Tutorials, PHP & MySQL, Laravel Framework

I recently had to import a 30,000 line CSV file, in this post, I document how I tackled this task.

large files can be read fairly easily with PHP the issue is when you start inserting the data into a database, even worse if you're first checking if the record already exists. In that case, say you're working with a 100 lined CSV file your end up doing 200 queries. You can't avoid needing to do the queries but doing lots in one go will use up your application's memory and will timeout when taking too long.

It's easier to break up a large file into smaller files and process them in batches.

Let's go through the steps achieved.

First 2 routes are required one for loading an import view and another to process the import.
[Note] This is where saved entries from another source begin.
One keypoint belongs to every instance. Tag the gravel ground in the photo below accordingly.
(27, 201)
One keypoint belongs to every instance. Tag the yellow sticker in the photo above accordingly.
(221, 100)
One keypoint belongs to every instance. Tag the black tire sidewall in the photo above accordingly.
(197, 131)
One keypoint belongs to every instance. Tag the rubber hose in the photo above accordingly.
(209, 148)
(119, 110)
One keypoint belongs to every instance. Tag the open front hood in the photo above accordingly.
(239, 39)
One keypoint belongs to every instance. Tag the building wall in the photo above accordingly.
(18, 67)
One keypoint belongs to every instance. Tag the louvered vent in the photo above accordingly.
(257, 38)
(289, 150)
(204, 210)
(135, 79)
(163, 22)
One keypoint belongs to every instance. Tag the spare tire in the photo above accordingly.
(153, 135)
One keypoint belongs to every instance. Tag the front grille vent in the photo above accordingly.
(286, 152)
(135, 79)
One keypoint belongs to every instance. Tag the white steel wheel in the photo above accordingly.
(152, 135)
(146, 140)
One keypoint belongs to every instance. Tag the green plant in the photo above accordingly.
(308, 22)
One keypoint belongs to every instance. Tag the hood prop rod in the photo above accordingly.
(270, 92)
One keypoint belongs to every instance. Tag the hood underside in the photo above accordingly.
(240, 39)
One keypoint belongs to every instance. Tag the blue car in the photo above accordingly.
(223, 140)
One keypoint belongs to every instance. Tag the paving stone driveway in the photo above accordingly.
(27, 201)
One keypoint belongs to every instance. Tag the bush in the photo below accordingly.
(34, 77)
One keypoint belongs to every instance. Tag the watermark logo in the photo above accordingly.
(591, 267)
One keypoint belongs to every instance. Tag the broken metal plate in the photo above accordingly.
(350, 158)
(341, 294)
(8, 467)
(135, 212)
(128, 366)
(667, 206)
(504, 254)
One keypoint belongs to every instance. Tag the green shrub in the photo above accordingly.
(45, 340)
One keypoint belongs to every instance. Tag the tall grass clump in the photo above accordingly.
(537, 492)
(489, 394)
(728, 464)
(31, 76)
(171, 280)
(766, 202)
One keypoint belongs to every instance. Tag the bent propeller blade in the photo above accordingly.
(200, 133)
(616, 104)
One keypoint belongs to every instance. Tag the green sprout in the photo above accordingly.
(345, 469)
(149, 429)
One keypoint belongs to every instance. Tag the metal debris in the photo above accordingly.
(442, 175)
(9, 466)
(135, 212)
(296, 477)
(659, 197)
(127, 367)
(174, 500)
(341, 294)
Route::get('import',  'ContactsController@import');
Route::post('import', 'ContactsController@parseImport');

I created a ContactsController

php artisan make:controller ContactsController

In the controller create an import method to load a view called import.

public function import()
{
    return view('import');
}

Make a view called import.blade.php

This view will have a form set to post to /import url as it will be working with a file enctype="multipart/form-data" is needed to upload the file.

Wrap the file input inside of a bootstrap element not required but useful for styling errors.

<p>{{ session('status') }}</p>

<form method="POST" action="{{ url("import") }}" enctype="multipart/form-data">
{{ csrf_field() }}

<div class="form-group{{ $errors->has('file') ? ' has-error' : '' }}">
    <label for="file" class="control-label">CSV file to import</label>
    
    <input id="file" type="file" class="form-control" name="file" required>

    @if ($errors->has('file'))
        <span class="help-block">
        <strong>{{ $errors->first('file') }}</strong>
        </span>
    @endif
    
</div>
 
<p><button type="submit" class="btn btn-success" name="submit"><i class="fa fa-check"></i> Submit</button></p>

</form>

Next in the ContactsController create a method called parseImport:

Place validation rules, this ensures only a CSV file will be accepted. If there is an error the user will be redirected back to the import page.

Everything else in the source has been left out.